The government is optimistic of meeting capital expenditure (capex) target of ₹11.11 lakh crore during the current fiscal, a senior Finance Ministry official said on Monday. It was also indicated that if required, curbs under cash management guidelines might be relaxed in January-March quarter .

“I would not like to believe that there will be expenditure shortfall,” the official said. Further, he explained that capex has two components — Centre’s and States’. Now the effort would be to converge these to ensure meeting the target. He also reminded that appropriation act was assented only on August 14, which authorises payment and appropriation of certain sums from and out of the Consolidated Fund of India for the services of the financial year 2024-25.

The official also highlighted that there has been no restriction on expenditure as part of cash management guidelines and Ministries have been encouraged to spend more and more. Per the spending guidelines, ministries and departments are permitted to spend up to 25 per cent of Budget Estimates in each of the first three quarters. For the fourth quarter, the cap is 33 per cent. These limits are keeping in mind the cash-flow and even spreading of expenditure in 12 months.

The official indicated that relaxation in expenditure norms might continue in January-March quarter, too. This is criticalas against the target of ₹11.11 lakh crore for the full fiscal, actual capex has been less than ₹5 lakh crore during April-September period . It is around 15 per cent lower than corresponding period of last fiscal. It is said that Model Code of Conduct for General Election affected the expenditure in April-June quarter. Though, it expanded sharply in July the momentum didn’t sustain in the subsequent two months.

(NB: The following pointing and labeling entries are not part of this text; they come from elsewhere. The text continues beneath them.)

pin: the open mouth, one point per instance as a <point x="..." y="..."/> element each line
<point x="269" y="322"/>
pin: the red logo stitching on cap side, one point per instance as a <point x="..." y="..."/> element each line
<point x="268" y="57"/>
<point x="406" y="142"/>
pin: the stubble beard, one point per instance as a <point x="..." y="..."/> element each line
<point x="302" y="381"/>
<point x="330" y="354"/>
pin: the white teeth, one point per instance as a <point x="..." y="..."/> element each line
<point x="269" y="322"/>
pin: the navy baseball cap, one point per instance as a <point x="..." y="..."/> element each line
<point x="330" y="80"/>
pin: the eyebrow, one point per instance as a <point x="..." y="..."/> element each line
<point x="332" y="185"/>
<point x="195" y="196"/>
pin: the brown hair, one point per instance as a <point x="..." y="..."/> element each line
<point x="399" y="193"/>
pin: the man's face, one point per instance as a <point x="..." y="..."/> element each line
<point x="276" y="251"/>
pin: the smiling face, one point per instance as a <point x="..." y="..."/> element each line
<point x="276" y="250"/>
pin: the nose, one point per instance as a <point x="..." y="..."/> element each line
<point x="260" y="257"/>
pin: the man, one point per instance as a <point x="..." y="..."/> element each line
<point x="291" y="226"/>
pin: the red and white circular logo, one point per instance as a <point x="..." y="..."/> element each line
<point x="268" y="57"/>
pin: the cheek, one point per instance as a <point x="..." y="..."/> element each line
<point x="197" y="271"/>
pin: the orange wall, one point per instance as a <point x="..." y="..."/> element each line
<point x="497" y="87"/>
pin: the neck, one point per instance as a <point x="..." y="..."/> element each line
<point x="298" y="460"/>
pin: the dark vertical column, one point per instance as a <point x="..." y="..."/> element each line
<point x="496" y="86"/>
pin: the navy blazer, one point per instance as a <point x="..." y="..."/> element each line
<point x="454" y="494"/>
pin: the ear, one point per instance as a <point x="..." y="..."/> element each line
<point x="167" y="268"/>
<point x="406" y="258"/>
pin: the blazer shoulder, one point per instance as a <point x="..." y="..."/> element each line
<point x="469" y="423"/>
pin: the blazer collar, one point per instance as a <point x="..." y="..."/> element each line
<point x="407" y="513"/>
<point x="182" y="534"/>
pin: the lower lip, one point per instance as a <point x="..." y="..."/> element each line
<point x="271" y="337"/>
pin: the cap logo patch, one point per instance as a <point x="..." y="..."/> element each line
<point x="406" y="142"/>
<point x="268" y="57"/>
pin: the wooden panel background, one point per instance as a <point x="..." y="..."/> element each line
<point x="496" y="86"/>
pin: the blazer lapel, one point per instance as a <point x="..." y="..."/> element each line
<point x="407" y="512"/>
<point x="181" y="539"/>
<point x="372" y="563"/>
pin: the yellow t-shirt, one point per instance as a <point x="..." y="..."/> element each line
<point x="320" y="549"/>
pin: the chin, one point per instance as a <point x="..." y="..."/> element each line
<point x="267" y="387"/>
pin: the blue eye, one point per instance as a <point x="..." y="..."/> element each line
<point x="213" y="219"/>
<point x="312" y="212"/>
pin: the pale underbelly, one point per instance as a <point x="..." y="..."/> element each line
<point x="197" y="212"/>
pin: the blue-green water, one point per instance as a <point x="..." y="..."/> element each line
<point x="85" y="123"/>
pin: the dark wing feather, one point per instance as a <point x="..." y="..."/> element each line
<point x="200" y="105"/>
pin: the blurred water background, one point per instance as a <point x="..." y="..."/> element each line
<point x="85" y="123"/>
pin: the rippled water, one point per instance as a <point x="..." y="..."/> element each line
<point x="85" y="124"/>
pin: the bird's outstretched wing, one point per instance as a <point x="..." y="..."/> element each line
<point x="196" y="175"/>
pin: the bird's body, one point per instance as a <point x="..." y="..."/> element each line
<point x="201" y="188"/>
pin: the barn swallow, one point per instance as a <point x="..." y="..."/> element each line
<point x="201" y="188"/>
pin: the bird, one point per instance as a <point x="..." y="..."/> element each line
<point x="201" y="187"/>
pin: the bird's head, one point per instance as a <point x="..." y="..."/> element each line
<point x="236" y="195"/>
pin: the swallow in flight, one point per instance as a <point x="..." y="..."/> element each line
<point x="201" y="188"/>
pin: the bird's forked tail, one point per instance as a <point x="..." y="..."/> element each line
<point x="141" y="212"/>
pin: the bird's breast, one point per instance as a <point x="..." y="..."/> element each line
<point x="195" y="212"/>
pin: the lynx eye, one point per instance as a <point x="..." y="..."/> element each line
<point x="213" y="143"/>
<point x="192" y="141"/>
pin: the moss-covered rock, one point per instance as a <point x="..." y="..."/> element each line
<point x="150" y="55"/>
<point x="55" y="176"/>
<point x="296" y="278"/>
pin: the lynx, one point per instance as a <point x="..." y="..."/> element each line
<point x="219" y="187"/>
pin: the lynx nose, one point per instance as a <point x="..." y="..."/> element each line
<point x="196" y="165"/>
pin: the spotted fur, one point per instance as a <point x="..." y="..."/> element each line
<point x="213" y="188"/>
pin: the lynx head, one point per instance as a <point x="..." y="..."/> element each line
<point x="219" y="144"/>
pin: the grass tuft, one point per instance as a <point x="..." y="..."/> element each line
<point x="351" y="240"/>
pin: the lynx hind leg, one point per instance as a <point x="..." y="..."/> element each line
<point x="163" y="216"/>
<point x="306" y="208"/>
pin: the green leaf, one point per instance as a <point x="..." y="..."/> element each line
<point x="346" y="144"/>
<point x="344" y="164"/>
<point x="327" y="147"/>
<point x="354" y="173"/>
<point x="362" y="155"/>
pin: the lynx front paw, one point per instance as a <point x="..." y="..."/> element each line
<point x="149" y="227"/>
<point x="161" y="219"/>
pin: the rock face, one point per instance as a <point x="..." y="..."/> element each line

According to Aditi Nayar, Chief Economist of ICRA, to meet the budget target, Centre needs to incur a capex of ₹1.16 lakh crore every month during October-March period. This needs a growth of 52 per cent during second half compared to the same period of FY24.

No cut in borrowing

Meanwhile, the official said borrowing for the current fiscal is unlikely to be curtailed. The government announced borrowing of ₹14.01 lakh crore, of which ₹7.4 lakh crore was borrowed during April-September and the remaining has been planned during the ongoing half. “Now in order to smoothen the fiscal management and anticipating the enhancement of gross borrowing next fiscal on account of redemptions of Covid borrowing, we have already completed buyback worth ₹80,000 crore and switch auction (replacing shorter-term bonds with longer-term bonds to smooth out its liability profile) of ₹1.35 lakh crore against BE of ₹1.5 lakh crore,” he said.

Due to pandemic, the government had to borrow additional of over ₹3 lakh crore during FY21, of which ₹64,000 crore worth of bond maturing next fiscal.